Изменить размер шрифта - +
Остальное — моя забота. — Вяло копошась вокруг самолета, он продолжал тихонько поругиваться и ворчать. — На нем не только в тыл врага, на нем дышать страшно, вот-вот развалится… Конашевич сумасшедший, вот и взлетает… Этот Конашевич и на швейной машине взлетит… Нашли дурака, вот и пользуются… Иди себе, солдат, не путайся под ногами, лучше выпей с Николой, больше пользы будет.

— Мне приказано, я и путаюсь, — обиделся Федор. — Начальников много, а я один.

Механик повернулся к нему всем корпусом, виновато поморщился, сказал тихо, печально, назидательно:

— Человека с похмелья понимать надо, солдат, человек в это время не в себе находится, человек в это время в мятежных сферах витает, его дух разрушения жаждет… Чу! — внезапно встрепенулся он: неподалеку, среди леса, возникло сбивчивое тарахтение мотора. — Еще один гроб на колесах грядет, Конашевича на заклание тащат.

По дороге, ведущей из леса, вперевалку выкатилась знакомая Федору полуторка и вскоре заглохла перед крыльцом караулки. Тут же от машины отделился человек в коже с головы до ног и почти бегом направился к ним через поле.

— Леха! — он еще издалека принялся размахивать летным шлемом над собой. — Не дрейфь, за счет фанеры взлетит, она легкая! Здорово, Леха!

Появление гостя преобразило механика: глаза его ожили, приобрели блеск, плечи выпрямились, на опавших щеках проступило нечто вроде румянца:

— У тебя, Вовчик, и без фанеры взлетит, здорово! — Лялин бросился к нему навстречу, они обнялись и так, обнявшись, принялись неуклюже тискать друг друга. — Прогреем разок-другой, захлопочет, как миленькая, не таких в чувство приводили.

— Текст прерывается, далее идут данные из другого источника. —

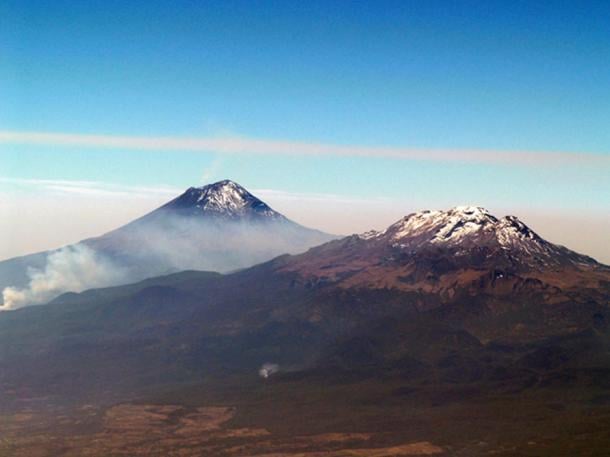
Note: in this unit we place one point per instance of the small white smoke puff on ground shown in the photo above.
(268, 369)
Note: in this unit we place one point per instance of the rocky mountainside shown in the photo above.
(465, 250)
(218, 227)
(451, 316)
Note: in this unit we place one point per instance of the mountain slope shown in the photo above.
(445, 251)
(423, 331)
(218, 227)
(371, 300)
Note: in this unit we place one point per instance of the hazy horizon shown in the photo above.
(342, 118)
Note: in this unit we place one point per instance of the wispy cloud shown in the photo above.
(89, 188)
(245, 145)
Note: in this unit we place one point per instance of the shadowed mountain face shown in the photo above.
(433, 285)
(218, 227)
(449, 333)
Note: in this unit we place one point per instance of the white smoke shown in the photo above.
(73, 268)
(268, 369)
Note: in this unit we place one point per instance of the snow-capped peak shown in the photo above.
(223, 198)
(466, 229)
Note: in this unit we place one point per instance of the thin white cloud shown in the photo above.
(89, 188)
(244, 145)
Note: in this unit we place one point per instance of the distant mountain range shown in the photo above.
(456, 294)
(218, 227)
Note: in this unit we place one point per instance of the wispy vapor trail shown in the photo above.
(244, 145)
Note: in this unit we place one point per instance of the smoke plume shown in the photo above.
(73, 268)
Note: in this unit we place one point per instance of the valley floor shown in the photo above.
(313, 418)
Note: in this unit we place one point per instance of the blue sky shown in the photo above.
(497, 77)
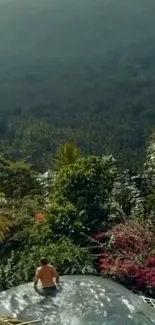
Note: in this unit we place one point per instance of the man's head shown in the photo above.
(43, 261)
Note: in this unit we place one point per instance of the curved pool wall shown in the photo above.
(84, 300)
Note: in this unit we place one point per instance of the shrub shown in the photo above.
(128, 257)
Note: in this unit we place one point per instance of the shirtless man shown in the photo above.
(47, 275)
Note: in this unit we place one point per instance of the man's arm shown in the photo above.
(36, 279)
(55, 275)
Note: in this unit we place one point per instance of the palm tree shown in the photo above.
(66, 154)
(5, 225)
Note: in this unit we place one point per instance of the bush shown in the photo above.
(128, 257)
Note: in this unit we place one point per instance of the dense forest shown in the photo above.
(77, 143)
(70, 75)
(87, 215)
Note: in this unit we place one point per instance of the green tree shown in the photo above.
(85, 187)
(66, 154)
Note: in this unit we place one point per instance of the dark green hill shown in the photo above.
(86, 65)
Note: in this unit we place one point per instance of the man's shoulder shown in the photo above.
(51, 266)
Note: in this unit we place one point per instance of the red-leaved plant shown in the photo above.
(128, 257)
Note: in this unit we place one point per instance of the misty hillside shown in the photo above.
(87, 65)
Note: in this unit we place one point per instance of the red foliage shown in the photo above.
(40, 217)
(128, 259)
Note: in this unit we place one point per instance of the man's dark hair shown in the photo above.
(43, 261)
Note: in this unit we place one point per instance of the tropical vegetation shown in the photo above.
(86, 214)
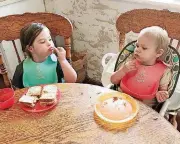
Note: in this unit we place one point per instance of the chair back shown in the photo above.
(171, 58)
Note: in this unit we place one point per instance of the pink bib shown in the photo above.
(143, 83)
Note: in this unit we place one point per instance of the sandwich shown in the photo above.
(34, 91)
(47, 99)
(49, 89)
(29, 101)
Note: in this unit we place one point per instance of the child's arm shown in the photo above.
(118, 75)
(162, 93)
(70, 75)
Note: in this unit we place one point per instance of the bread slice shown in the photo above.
(27, 100)
(49, 89)
(34, 91)
(47, 98)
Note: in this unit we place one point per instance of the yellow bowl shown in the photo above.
(116, 124)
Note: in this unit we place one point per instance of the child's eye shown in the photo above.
(42, 41)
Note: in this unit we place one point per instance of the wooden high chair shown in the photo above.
(11, 25)
(138, 19)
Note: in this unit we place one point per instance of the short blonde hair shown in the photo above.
(160, 36)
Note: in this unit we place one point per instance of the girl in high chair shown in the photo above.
(145, 76)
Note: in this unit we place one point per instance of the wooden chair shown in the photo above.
(138, 19)
(11, 25)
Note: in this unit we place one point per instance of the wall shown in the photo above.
(94, 25)
(17, 7)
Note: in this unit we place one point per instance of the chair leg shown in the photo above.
(173, 121)
(3, 71)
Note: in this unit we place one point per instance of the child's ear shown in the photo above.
(159, 53)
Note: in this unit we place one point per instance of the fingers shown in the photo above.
(61, 49)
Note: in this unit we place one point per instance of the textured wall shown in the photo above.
(94, 26)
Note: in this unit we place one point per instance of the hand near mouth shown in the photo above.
(61, 53)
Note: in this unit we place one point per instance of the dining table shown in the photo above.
(72, 121)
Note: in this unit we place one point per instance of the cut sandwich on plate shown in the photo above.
(47, 99)
(49, 89)
(34, 91)
(27, 100)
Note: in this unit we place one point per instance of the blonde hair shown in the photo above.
(160, 36)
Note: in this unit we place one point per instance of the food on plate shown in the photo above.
(34, 91)
(115, 108)
(47, 98)
(28, 100)
(49, 89)
(45, 95)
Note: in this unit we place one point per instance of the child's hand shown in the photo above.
(161, 96)
(129, 66)
(61, 53)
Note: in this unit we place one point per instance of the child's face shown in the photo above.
(42, 45)
(146, 50)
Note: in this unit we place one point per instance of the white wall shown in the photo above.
(94, 25)
(18, 7)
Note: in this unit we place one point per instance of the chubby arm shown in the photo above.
(70, 75)
(162, 93)
(118, 75)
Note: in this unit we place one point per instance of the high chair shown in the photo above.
(11, 25)
(135, 21)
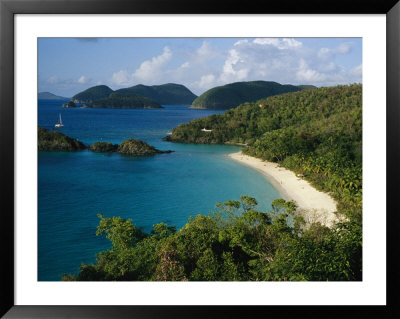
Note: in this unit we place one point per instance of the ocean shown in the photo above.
(73, 187)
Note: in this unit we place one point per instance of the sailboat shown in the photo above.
(59, 124)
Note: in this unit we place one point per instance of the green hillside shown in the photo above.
(231, 95)
(92, 94)
(317, 133)
(50, 96)
(126, 101)
(167, 94)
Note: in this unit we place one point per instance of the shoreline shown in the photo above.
(314, 205)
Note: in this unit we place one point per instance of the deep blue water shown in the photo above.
(73, 187)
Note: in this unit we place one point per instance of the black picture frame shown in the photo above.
(8, 8)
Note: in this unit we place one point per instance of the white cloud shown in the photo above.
(283, 60)
(121, 77)
(52, 80)
(283, 44)
(356, 71)
(82, 80)
(308, 75)
(151, 70)
(206, 81)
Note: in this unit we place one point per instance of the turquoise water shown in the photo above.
(73, 187)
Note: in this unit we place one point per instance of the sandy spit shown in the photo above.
(314, 206)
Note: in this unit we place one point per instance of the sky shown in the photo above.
(67, 66)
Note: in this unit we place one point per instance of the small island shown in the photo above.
(103, 147)
(126, 101)
(135, 147)
(56, 141)
(69, 104)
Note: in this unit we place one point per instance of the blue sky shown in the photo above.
(67, 66)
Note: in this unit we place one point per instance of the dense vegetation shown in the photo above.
(125, 101)
(317, 133)
(236, 242)
(92, 94)
(231, 95)
(56, 141)
(167, 94)
(103, 147)
(135, 147)
(50, 96)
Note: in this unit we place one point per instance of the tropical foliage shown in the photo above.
(236, 242)
(117, 100)
(231, 95)
(166, 94)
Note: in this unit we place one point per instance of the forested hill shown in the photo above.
(126, 101)
(92, 94)
(317, 133)
(167, 94)
(231, 95)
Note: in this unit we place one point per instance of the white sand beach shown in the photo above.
(313, 204)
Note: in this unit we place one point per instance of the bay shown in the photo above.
(73, 187)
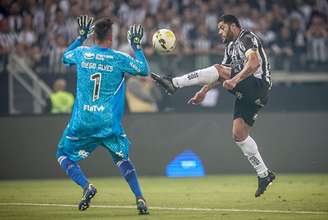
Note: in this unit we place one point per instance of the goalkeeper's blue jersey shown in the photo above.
(100, 90)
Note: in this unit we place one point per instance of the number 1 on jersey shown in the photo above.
(96, 87)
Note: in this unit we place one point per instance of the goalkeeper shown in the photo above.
(99, 104)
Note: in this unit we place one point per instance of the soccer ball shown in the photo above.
(164, 41)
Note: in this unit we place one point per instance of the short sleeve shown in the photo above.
(249, 42)
(70, 57)
(226, 58)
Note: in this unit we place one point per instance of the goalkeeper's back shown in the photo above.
(100, 90)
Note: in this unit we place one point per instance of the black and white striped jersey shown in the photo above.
(235, 55)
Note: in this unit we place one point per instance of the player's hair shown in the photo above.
(230, 19)
(103, 28)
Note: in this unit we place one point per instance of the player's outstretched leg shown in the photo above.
(88, 194)
(130, 175)
(165, 82)
(142, 206)
(264, 182)
(74, 171)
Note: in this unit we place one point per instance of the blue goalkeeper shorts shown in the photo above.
(80, 148)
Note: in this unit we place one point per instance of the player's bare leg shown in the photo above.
(249, 147)
(199, 77)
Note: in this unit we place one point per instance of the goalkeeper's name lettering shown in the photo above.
(91, 65)
(93, 108)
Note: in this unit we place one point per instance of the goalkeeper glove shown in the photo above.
(86, 26)
(135, 35)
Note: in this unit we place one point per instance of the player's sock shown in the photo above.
(74, 171)
(129, 173)
(198, 77)
(250, 150)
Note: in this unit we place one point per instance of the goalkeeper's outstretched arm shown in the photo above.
(85, 24)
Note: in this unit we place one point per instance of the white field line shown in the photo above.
(173, 208)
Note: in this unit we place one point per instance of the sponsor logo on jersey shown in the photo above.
(89, 55)
(93, 108)
(239, 95)
(135, 67)
(83, 153)
(102, 57)
(69, 55)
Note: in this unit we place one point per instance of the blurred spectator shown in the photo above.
(316, 36)
(282, 49)
(142, 95)
(55, 57)
(60, 101)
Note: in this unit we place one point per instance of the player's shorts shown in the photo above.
(80, 148)
(251, 95)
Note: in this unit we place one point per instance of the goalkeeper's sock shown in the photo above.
(74, 171)
(198, 77)
(129, 173)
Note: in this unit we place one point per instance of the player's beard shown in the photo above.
(229, 37)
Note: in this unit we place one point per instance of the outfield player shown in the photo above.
(99, 105)
(245, 72)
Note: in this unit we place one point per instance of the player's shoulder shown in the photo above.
(246, 34)
(121, 55)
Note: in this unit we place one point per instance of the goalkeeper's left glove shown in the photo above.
(135, 35)
(85, 23)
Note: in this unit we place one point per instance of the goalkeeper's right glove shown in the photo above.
(135, 35)
(86, 26)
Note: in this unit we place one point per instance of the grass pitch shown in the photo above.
(212, 197)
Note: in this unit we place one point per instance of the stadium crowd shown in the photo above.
(295, 31)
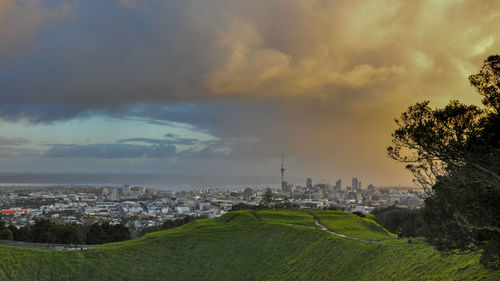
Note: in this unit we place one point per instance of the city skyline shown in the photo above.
(209, 87)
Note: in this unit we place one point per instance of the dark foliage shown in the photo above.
(454, 153)
(107, 233)
(405, 222)
(47, 231)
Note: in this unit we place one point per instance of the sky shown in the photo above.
(225, 87)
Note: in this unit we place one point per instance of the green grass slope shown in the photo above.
(249, 245)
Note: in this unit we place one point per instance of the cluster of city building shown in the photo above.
(140, 207)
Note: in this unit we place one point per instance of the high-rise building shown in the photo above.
(355, 183)
(309, 183)
(248, 192)
(284, 184)
(338, 185)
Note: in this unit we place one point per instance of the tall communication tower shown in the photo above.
(283, 182)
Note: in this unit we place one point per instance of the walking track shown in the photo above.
(324, 228)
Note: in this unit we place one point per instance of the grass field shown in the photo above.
(250, 245)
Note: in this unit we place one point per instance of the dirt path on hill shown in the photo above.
(324, 228)
(47, 246)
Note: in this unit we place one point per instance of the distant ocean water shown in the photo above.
(160, 182)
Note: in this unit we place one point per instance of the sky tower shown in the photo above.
(283, 182)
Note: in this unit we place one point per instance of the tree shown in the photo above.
(454, 154)
(6, 234)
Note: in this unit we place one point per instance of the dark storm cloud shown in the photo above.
(120, 150)
(12, 141)
(111, 151)
(174, 141)
(320, 80)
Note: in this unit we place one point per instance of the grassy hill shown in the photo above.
(250, 245)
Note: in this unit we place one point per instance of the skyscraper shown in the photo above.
(284, 185)
(309, 183)
(355, 183)
(338, 185)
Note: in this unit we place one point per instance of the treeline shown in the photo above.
(170, 224)
(284, 205)
(403, 221)
(47, 231)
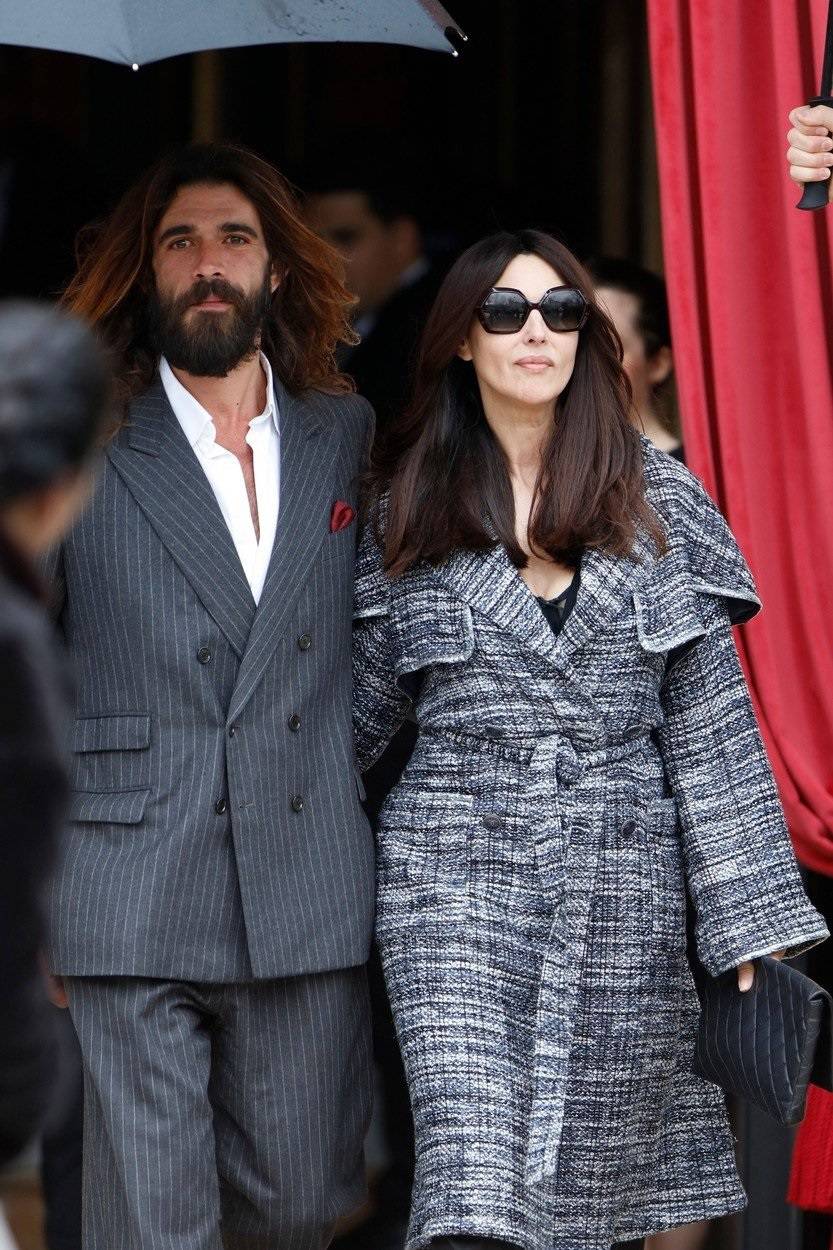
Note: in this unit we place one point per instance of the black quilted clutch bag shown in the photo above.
(768, 1044)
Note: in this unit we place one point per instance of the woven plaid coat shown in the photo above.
(532, 868)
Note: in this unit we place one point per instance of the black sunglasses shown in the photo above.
(505, 310)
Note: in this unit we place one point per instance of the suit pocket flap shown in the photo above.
(111, 733)
(114, 808)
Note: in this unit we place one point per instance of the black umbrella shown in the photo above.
(816, 194)
(136, 31)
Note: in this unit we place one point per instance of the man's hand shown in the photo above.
(811, 145)
(747, 971)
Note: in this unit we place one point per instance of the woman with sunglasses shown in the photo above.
(554, 598)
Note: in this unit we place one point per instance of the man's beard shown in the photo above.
(209, 344)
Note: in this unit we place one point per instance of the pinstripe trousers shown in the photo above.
(222, 1115)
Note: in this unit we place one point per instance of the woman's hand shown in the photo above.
(747, 971)
(811, 145)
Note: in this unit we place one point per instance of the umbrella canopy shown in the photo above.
(136, 31)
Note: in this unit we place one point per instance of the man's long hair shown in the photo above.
(309, 314)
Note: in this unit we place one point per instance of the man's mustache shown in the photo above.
(208, 288)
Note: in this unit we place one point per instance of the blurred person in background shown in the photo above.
(378, 233)
(54, 405)
(375, 226)
(637, 303)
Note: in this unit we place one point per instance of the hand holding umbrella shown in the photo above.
(811, 135)
(811, 151)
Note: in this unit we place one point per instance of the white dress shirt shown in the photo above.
(225, 474)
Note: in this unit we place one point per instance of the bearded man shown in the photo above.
(212, 911)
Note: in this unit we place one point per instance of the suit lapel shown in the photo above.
(159, 466)
(307, 481)
(489, 583)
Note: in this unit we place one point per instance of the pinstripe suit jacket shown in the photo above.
(217, 831)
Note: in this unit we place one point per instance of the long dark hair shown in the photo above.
(309, 310)
(444, 471)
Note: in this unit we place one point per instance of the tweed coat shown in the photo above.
(532, 870)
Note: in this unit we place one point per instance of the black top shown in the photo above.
(557, 610)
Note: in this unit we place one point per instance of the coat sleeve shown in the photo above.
(379, 705)
(742, 873)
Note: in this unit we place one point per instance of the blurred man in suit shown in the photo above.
(214, 898)
(378, 233)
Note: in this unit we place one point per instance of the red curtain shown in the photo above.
(751, 293)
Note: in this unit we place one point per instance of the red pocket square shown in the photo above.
(342, 516)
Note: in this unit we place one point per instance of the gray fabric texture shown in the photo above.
(270, 1158)
(136, 31)
(184, 700)
(532, 865)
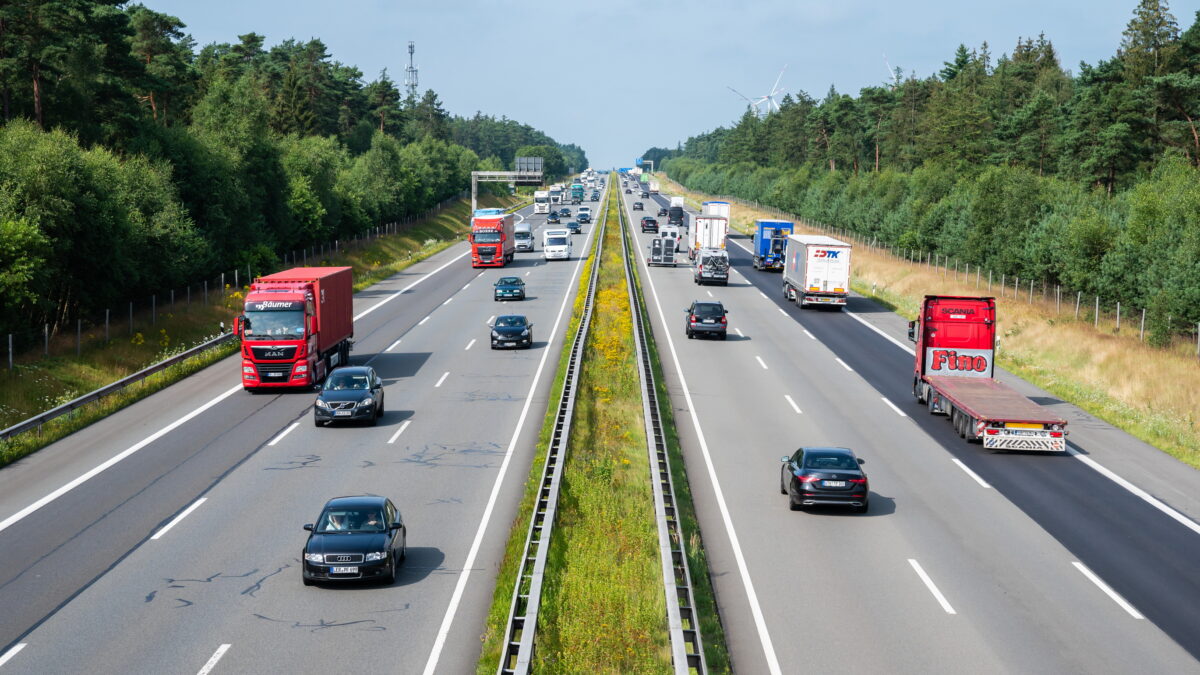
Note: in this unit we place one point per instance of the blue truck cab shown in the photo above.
(769, 240)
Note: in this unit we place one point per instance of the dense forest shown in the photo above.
(133, 162)
(1012, 162)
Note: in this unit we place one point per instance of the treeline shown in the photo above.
(1089, 180)
(131, 162)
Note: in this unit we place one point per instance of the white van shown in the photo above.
(556, 244)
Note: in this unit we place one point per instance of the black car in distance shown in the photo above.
(511, 330)
(349, 394)
(706, 318)
(509, 288)
(825, 476)
(354, 538)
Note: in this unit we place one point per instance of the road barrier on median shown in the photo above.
(687, 650)
(522, 623)
(37, 420)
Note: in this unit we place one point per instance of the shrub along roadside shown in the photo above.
(41, 383)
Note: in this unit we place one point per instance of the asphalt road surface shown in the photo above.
(966, 561)
(103, 575)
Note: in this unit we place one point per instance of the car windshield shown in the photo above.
(829, 461)
(275, 324)
(351, 520)
(343, 381)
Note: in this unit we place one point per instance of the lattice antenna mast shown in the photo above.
(411, 71)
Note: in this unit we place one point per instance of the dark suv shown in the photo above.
(706, 318)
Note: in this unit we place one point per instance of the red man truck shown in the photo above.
(295, 327)
(955, 341)
(492, 238)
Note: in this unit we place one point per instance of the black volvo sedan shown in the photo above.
(349, 394)
(354, 538)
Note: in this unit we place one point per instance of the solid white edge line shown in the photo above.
(893, 406)
(180, 517)
(12, 652)
(1108, 590)
(796, 407)
(285, 432)
(213, 662)
(971, 473)
(933, 589)
(399, 431)
(460, 587)
(743, 571)
(17, 517)
(409, 287)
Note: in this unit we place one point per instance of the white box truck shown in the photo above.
(816, 270)
(707, 232)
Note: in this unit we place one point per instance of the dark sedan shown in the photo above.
(825, 476)
(354, 538)
(511, 330)
(349, 394)
(509, 288)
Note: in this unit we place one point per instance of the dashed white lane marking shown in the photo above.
(933, 589)
(893, 406)
(1116, 597)
(12, 652)
(213, 662)
(790, 401)
(285, 432)
(971, 473)
(179, 518)
(399, 431)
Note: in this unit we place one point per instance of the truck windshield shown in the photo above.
(286, 324)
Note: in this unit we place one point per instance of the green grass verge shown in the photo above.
(712, 632)
(39, 383)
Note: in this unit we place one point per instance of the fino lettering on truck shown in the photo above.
(953, 375)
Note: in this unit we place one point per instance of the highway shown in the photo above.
(183, 554)
(966, 560)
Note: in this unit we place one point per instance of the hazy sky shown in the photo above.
(619, 76)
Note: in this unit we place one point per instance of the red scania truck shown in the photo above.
(295, 327)
(492, 238)
(955, 341)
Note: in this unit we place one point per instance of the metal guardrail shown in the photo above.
(522, 625)
(42, 418)
(687, 650)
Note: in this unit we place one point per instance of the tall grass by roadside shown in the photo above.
(1150, 393)
(39, 383)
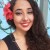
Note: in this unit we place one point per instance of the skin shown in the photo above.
(23, 19)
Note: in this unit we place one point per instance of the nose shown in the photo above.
(25, 17)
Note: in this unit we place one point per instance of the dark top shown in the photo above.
(10, 42)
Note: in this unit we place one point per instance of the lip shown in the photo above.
(25, 24)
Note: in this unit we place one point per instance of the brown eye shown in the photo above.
(18, 13)
(30, 12)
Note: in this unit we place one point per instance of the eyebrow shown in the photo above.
(21, 9)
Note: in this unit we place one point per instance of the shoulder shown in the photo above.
(3, 45)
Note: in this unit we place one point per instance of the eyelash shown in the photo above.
(18, 13)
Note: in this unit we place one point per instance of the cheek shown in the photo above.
(17, 18)
(31, 18)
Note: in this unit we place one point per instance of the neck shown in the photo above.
(18, 34)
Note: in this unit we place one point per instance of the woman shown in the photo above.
(30, 33)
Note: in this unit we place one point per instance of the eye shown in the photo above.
(30, 12)
(18, 13)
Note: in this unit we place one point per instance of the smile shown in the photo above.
(25, 24)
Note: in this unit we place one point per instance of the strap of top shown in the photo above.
(9, 40)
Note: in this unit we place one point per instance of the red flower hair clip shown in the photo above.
(7, 12)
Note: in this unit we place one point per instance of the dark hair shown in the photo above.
(37, 37)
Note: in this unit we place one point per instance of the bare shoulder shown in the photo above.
(3, 45)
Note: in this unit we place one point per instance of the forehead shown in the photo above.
(22, 4)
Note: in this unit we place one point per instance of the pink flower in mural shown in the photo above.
(7, 12)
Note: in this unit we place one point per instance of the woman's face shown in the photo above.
(23, 15)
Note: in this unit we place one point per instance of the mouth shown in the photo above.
(25, 24)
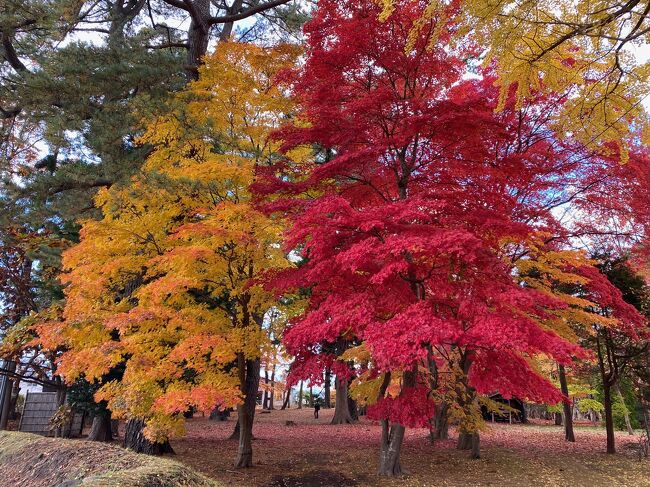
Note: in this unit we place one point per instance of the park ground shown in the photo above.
(313, 453)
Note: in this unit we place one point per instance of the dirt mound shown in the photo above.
(27, 459)
(313, 479)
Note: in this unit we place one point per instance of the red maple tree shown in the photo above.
(412, 221)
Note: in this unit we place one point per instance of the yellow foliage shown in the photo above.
(581, 52)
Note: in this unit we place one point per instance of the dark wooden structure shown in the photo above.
(37, 411)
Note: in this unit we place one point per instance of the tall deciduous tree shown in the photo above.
(174, 261)
(583, 50)
(411, 228)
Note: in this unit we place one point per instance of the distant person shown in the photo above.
(316, 409)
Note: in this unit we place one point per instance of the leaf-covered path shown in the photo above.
(314, 453)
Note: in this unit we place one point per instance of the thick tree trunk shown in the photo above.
(392, 436)
(341, 407)
(60, 402)
(265, 394)
(198, 37)
(464, 441)
(626, 413)
(249, 384)
(287, 400)
(352, 407)
(135, 440)
(440, 424)
(609, 419)
(568, 412)
(470, 441)
(476, 446)
(235, 432)
(101, 429)
(5, 400)
(391, 447)
(328, 385)
(272, 393)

— Давно мы с тобой не пили, Леха, — удовлетворенно похохатывал гость, — вернусь, напьемся — нальемся в драбадан!

— В доску!

— В лоск!

— В дымину!

— В стельку!

— В дрезину!

Они, видно, повторяли эту игру не в первый раз, в чем угадывался какой-то особый, понятный только им двоим смысл, отчего их разбирало еще большее веселье.

— В зеленого змия!

— В него, ползучего!

Потом они втроем сидели в караулке, коротая время за чайком, под который Конашевич щедро одаривал их своей смешливой говорливостью:

— В полку ребята писают под себя кипятком: новые машины пришли. Старье на турецкую границу отправляют. Может, наконец, воевать начнем, а то не война, а сплошные поддавки, только людей гробим. И каких людей! Кадровых ассов на удобрение переводим, сердце кровью обливается! — Он вдруг погас и ожесточился. — Ваши тоже чудят. Куда их там, этих сосунков, забрасывать? Им еще в «казаки-разбойники» играть. С первого курса берут: айн, цвай, драй да хенде-хох, вот и весь ихний ин-яз. Бросают, как горох на камень: глядишь, прорастет. Да не прорастет ведь! — Его даже перекосило. — Перестреляют, как куропаток!

Носов с шумом объявился на пороге, всей своей выправкой выказывая услужливую исполнительность:

— Товарищ старший лейтенант, к майору!

— Начинается волынка, — нехотя поднимаясь, ухмыльнулся тот, поговорить не даст, черт полосатый! — И уже за дверью: — Ждите, мужики, скоро вернусь…

— Человек! — глядя ему вслед, механик торжественно поднял палец вверх. — Мы с ним вместе взлетали, вместе падали, вместе из окружения выходили. Да где там выходили, он меня на себе выволок. Я за ним с закрытыми глазами куда угодно, в огонь и в воду. Теперь таких раз-два и обчелся, теперь такие, как мамонты, вымирают, скоро совсем не останется, ценить надо, дорогие товарищи.